Archbishop Mark Coleridge, president of the Australian Catholic Bishop’s Conference, said in a statement that the High Court’s ruling will be “welcomed by many, including those who have believed in the cardinal’s innocence throughout this lengthy process.”

“We also recognize that the High Court’s decision will be devastating for others,” he said. “Many have suffered greatly through the process, which has now reached its conclusion. The result today does not change the church’s unwavering commitment to child safety and to a just and compassionate response to survivors and victims of child sexual abuse. Any person with allegations of sexual abuse by church personnel should go to the police.”

Cardinal Pell’s legal problems might not be over. Prosecutors could potentially revive another set of potential charges for a second set of historical abuse allegations that were headed for trial but dropped once he was originally convicted.

He is also facing a string of civil suits — Australian news media have reported as many as 10 suits either filed or in preparation — and new allegations were made in recent weeks as part of a three-part documentary series on child abuse in the Australian church.

In addition, Australian Attorney General Christian Porter is now free to authorize the removal of lengthy redactions to two case studies from the country’s Royal Commission into Institutional Responses to Child Sexual Abuse.

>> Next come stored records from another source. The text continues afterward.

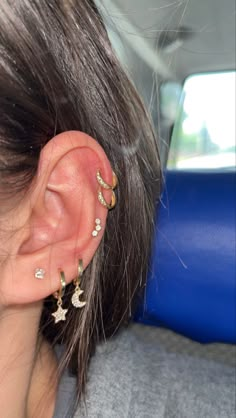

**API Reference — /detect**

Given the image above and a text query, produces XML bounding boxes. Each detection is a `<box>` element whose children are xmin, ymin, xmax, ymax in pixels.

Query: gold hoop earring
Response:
<box><xmin>52</xmin><ymin>270</ymin><xmax>68</xmax><ymax>324</ymax></box>
<box><xmin>71</xmin><ymin>259</ymin><xmax>86</xmax><ymax>308</ymax></box>
<box><xmin>97</xmin><ymin>170</ymin><xmax>118</xmax><ymax>190</ymax></box>
<box><xmin>96</xmin><ymin>170</ymin><xmax>118</xmax><ymax>210</ymax></box>
<box><xmin>98</xmin><ymin>190</ymin><xmax>116</xmax><ymax>210</ymax></box>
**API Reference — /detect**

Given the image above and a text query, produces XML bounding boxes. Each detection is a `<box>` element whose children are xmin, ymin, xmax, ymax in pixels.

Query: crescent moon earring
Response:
<box><xmin>71</xmin><ymin>259</ymin><xmax>86</xmax><ymax>308</ymax></box>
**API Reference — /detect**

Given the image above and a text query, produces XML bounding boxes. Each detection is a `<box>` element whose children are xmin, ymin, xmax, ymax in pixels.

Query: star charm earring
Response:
<box><xmin>52</xmin><ymin>270</ymin><xmax>68</xmax><ymax>324</ymax></box>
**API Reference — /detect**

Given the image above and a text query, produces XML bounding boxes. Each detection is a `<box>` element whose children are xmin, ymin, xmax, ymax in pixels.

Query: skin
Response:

One case study concerned a timeframe when the cardinal was a priest in the Diocese of Ballarat and was supposedly advising the bishop at a time when serial child sexual abuse by other priests occurred, as documented by the Royal Commission. The other covered a time frame when he was archbishop of Melbourne when other such offenses were committed by priests in the diocese.

Survivors groups are pressing Porter to release the information.

The Vatican had said Cardinal Pell faced an abuse investigation by the Congregation for the Doctrine of Faith, but that investigation was put on hold awaiting the conclusion of the Australian legal process.

The Vatican statement April 7 did not say whether or not the church investigation would continue.